My annual question here: I received 17 large (each between 5.27 and 7.89 Gb) FASTQ files of transcriptome data from a collaborator. What they sent me has no header information for any of the sequences in the files. Here's the (truncated) first two sequences of the first file:
@No name CAAGCGTGTCACCTATACCCCTCCGCCGGGGCAAAA + ????????DDBDDDDDFFFFF9CEEHCECHHHBFHFH @No name CCAACTGCTGTTCACACGGAACCTTTCCCCACTTCAG + BBBDDBDDDDDFFFFEFIIIIHIIIHHIIHHHHIIIF
Before I QC and do any downstream analyses I would like to give each sequence a number so I can reference each later (i.e. controls and treatments). I want something like this:
@1_1 CAAGCGTGTCACCTATACCCCTCCGCCGGGGCAAAA + ????????DDBDDDDDFFFFF9CEEHCECHHHBFHFH @1_2 CCAACTGCTGTTCACACGGAACCTTTCCCCACTTCAG + BBBDDBDDDDDFFFFEFIIIIHIIIHHIIHHHHIIIF
etc., etc., for the millions of sequences... but I need to make sure all the sequence data has individual header names that correspond to that particular sequence (so when I rename the next file it needs to be unique for that file).
This shouldn't be that hard, but I googled around on the forum and elsewhere and can't find a solution.
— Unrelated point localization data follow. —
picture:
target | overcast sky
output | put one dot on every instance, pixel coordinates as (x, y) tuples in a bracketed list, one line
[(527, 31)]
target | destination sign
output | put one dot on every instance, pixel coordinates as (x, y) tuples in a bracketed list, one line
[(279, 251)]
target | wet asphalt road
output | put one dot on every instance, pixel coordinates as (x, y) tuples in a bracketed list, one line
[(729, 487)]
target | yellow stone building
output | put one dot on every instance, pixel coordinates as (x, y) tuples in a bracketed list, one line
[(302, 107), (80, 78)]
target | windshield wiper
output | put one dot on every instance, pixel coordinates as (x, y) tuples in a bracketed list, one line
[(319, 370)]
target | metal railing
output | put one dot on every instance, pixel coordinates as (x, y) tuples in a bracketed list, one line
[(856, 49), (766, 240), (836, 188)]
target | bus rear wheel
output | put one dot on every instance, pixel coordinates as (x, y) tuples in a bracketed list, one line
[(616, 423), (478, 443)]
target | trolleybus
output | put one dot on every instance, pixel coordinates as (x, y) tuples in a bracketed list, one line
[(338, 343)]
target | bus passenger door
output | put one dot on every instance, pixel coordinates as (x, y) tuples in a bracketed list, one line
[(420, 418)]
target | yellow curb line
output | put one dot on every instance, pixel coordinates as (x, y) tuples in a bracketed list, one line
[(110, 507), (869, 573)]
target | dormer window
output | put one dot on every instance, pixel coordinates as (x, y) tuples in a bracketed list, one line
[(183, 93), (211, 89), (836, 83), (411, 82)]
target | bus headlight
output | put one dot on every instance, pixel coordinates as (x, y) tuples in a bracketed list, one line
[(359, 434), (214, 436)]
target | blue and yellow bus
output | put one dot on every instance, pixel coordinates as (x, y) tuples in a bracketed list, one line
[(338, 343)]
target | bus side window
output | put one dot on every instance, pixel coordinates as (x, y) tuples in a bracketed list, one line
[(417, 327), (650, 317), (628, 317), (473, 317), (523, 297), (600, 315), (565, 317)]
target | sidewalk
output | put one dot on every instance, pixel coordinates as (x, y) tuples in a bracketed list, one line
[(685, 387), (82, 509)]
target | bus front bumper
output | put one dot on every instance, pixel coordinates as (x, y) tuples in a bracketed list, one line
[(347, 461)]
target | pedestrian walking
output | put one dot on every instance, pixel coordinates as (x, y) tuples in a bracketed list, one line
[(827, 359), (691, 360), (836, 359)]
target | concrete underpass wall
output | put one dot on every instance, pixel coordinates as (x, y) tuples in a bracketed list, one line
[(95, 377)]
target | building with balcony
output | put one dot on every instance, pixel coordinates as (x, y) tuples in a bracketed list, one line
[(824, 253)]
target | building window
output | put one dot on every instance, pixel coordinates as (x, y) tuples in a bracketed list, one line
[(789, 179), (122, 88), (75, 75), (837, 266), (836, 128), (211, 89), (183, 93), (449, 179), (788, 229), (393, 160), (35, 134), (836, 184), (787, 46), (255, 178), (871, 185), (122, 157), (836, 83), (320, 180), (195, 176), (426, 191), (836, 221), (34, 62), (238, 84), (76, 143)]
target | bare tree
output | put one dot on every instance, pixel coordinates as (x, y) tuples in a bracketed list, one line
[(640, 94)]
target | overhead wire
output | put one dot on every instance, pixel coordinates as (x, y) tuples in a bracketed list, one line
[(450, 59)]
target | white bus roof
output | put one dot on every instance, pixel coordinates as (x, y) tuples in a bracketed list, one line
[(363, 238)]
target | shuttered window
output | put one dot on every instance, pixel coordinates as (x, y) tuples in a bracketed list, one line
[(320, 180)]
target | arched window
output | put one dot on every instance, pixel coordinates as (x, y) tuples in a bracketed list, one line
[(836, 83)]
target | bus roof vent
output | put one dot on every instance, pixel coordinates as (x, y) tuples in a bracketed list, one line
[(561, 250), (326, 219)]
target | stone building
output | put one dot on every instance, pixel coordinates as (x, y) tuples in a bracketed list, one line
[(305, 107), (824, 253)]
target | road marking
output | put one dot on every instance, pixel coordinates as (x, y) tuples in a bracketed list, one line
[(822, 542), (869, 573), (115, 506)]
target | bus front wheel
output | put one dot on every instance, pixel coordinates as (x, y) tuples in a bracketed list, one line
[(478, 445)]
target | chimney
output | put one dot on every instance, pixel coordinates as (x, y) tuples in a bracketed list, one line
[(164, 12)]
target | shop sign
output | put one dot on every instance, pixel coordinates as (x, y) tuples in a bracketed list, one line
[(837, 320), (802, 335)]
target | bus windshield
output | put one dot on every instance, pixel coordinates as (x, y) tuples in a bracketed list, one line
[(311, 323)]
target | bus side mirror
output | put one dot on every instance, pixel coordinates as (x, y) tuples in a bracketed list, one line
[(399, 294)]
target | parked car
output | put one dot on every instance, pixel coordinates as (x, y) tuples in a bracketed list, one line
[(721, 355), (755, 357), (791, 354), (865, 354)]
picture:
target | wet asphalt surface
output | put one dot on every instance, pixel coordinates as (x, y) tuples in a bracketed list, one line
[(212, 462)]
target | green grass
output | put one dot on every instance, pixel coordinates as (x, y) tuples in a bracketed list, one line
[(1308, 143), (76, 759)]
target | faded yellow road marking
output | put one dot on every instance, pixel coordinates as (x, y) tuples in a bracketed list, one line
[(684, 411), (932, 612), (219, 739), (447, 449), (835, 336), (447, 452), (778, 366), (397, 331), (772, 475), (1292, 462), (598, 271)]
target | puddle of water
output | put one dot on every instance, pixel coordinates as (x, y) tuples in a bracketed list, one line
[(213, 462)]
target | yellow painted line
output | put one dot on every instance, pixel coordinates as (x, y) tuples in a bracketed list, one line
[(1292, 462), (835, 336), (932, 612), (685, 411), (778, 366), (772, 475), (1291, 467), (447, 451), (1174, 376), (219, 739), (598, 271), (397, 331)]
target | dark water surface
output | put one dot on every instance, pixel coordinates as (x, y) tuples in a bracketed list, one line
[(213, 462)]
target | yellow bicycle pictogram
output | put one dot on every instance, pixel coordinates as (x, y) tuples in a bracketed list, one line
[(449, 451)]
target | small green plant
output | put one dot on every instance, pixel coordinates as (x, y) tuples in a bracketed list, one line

I've tried to grep the files and I get a memory error. I tried to use bioawk (with the -c flag) on the giant gzip'ed file but the renaming is erratic.
Admittedly, I really need to work on my awk skills. Can anyone provide a quick awk one liner to rename these headers in the unzipped files that would use minimal memory? Thanks so much for your help.